Originally posted by FavsIt really depends on the tablets.
Thought it would be amusing to find out what people were buying even though they know they are being ripped off by Labour.
I'll start:
1) Prescriptions. £6.50 for 14 small tablets (in my case)! It's a disgrace!
If the tablets cost the pharmacist/NHS 50p, then yes you would feel ripped off. If they cost £100 (or substantially more in some cases) then £6.50 does seem a bit of a bargain.
They're sleeping tablets, and they cost sweet FA to produce.
If my doc had prescribed me 4 or 100 of them, it would still have been £6.50 - where's the logic in that? Oh I know, I've got to subsidise everyone elses medicines......which I also already do with my income tax.....therefore - prescriptions are a stealth tax example!
Anyway - other stealth taxes............
Originally posted by shavixmirI agree that taxation on income is fair and just.
Any indirect taxation is a rip-off. It benefits the rich.
Direct taxation on income, via a progressive scale is fair and just.
I don't agree that any indirect taxation is a rip-off though.
Of course, prescription charges are a tax on the sick. They should be abolished (they arleady are in Wales). VAT on food and clothes etc, as you say, benefits the rich.
However, some indirect taxes can be re-distributive. If there were to be a tax on luxury items - yachts, certain cars, etc etc, that would be a good thing.
Usually though, when people refer to 'Labours Stealth taxes' , it is DailyMail-speak for the range of taxes on things like life assurance, cars etc, which predominantly target the middle classes.
I'm not defending Gordon Brown, just explaining where I had assumed the original post was coming from.
Originally posted by FavsIf you don't work, you don't pay income tax or pay for your perscriptions!
Thought it would be amusing to find out what people were buying even though they know they are being ripped off by Labour.
I'll start:
1) Prescriptions. £6.50 for 14 small tablets (in my case)!
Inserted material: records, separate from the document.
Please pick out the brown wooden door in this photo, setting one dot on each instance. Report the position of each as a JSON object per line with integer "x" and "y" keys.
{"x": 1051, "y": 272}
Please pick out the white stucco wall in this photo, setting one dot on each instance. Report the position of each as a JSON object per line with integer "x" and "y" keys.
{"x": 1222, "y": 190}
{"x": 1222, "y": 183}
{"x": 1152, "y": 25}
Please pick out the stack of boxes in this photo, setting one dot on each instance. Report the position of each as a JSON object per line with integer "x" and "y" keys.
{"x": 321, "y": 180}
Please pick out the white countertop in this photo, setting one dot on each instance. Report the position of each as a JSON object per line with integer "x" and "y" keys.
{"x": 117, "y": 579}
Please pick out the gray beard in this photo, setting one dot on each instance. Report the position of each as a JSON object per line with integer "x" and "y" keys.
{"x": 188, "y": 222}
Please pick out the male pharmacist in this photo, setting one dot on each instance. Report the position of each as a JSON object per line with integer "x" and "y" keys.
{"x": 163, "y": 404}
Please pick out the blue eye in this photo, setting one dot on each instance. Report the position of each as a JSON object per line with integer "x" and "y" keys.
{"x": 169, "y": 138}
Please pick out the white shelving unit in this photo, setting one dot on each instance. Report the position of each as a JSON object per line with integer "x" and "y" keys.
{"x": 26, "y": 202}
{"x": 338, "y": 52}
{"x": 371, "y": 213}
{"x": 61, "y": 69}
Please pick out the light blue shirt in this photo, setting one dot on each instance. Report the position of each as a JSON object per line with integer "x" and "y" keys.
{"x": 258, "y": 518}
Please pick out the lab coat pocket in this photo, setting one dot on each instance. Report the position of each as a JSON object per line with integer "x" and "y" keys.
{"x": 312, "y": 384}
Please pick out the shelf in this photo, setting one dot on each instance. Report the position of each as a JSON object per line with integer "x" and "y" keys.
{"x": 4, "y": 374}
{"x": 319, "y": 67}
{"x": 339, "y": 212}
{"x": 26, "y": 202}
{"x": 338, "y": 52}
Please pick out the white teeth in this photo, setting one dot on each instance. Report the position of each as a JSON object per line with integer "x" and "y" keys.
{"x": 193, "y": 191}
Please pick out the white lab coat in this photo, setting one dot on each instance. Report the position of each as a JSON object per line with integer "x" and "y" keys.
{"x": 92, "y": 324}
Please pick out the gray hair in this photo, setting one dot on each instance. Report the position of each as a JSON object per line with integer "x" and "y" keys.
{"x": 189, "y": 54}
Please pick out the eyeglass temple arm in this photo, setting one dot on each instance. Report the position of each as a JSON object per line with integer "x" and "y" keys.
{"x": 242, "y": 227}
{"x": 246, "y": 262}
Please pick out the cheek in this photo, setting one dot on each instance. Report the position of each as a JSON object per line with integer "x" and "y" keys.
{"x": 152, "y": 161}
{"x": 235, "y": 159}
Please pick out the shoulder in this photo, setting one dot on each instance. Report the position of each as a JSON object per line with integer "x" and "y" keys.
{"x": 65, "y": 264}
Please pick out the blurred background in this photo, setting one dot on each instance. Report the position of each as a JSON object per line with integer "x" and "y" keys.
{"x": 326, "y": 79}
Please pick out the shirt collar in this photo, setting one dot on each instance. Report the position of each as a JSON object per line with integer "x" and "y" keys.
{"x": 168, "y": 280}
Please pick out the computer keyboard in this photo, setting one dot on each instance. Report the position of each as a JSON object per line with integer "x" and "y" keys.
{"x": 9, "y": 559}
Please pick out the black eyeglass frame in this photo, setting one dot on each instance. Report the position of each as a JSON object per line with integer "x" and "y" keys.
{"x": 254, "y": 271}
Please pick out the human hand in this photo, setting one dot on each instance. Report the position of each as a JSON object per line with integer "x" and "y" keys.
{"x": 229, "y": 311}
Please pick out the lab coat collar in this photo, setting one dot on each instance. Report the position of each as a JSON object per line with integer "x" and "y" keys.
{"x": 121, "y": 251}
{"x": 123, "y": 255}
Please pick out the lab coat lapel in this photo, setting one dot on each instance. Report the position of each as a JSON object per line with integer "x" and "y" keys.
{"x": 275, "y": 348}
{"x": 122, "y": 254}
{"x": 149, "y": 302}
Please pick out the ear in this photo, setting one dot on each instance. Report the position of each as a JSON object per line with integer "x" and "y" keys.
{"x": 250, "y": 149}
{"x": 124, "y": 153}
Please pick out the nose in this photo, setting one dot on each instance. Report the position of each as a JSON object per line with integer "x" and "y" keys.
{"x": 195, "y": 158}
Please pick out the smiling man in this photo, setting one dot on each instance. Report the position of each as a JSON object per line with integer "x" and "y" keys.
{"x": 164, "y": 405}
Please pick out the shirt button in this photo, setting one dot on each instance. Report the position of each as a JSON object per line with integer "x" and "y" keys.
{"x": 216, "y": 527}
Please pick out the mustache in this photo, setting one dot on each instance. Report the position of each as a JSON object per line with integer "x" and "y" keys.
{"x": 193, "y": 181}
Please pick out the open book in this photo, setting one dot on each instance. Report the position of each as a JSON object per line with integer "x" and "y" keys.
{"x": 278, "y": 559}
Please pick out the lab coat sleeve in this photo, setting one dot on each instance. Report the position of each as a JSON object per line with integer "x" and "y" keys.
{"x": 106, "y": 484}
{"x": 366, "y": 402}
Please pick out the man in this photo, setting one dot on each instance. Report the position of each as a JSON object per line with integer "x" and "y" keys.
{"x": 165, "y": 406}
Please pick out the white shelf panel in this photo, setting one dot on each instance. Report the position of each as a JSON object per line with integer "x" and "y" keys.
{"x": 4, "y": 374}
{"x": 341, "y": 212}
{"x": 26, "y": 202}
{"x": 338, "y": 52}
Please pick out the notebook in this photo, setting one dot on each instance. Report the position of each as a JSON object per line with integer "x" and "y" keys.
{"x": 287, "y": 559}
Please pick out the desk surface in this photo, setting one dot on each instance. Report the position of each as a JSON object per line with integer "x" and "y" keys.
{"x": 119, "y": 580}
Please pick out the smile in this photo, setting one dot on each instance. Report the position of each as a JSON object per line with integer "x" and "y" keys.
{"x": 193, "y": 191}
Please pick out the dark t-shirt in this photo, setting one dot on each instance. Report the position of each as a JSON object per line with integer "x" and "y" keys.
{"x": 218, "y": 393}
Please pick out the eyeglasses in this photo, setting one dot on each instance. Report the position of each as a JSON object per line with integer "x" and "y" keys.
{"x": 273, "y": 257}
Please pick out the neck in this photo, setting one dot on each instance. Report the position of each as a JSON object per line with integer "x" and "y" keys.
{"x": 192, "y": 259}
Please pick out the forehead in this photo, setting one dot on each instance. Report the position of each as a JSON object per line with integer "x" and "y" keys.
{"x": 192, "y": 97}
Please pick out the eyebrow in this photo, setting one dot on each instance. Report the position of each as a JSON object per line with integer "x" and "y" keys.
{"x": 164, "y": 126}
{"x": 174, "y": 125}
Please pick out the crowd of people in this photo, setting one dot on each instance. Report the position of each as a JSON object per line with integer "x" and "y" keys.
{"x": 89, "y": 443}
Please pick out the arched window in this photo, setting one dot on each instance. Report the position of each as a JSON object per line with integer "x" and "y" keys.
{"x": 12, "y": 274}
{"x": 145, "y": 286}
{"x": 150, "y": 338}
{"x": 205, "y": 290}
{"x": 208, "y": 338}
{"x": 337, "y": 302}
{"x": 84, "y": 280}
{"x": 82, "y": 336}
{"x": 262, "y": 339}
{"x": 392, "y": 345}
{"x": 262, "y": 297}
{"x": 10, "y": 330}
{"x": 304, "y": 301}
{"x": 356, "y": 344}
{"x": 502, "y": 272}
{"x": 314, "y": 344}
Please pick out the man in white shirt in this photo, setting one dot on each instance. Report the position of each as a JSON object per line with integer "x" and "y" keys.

It's a disgrace!
In their first two terms Labour increased prescription charges by 10p a year, every year. First chance they get after winning the election, up prescription charges go by £1.60, a 1500% greater increase than in the year before the election. This despite 7 years of previous increases in direct and indirect taxes, which we had been told had been 'invested' in 'modernising' the health service. but it turns out all that means is that untold billions had been spent on computer systems that don't work, and in adding untold extra layers of bureaucracy ('creating employment' as Tony and Gordon like to refer to it.)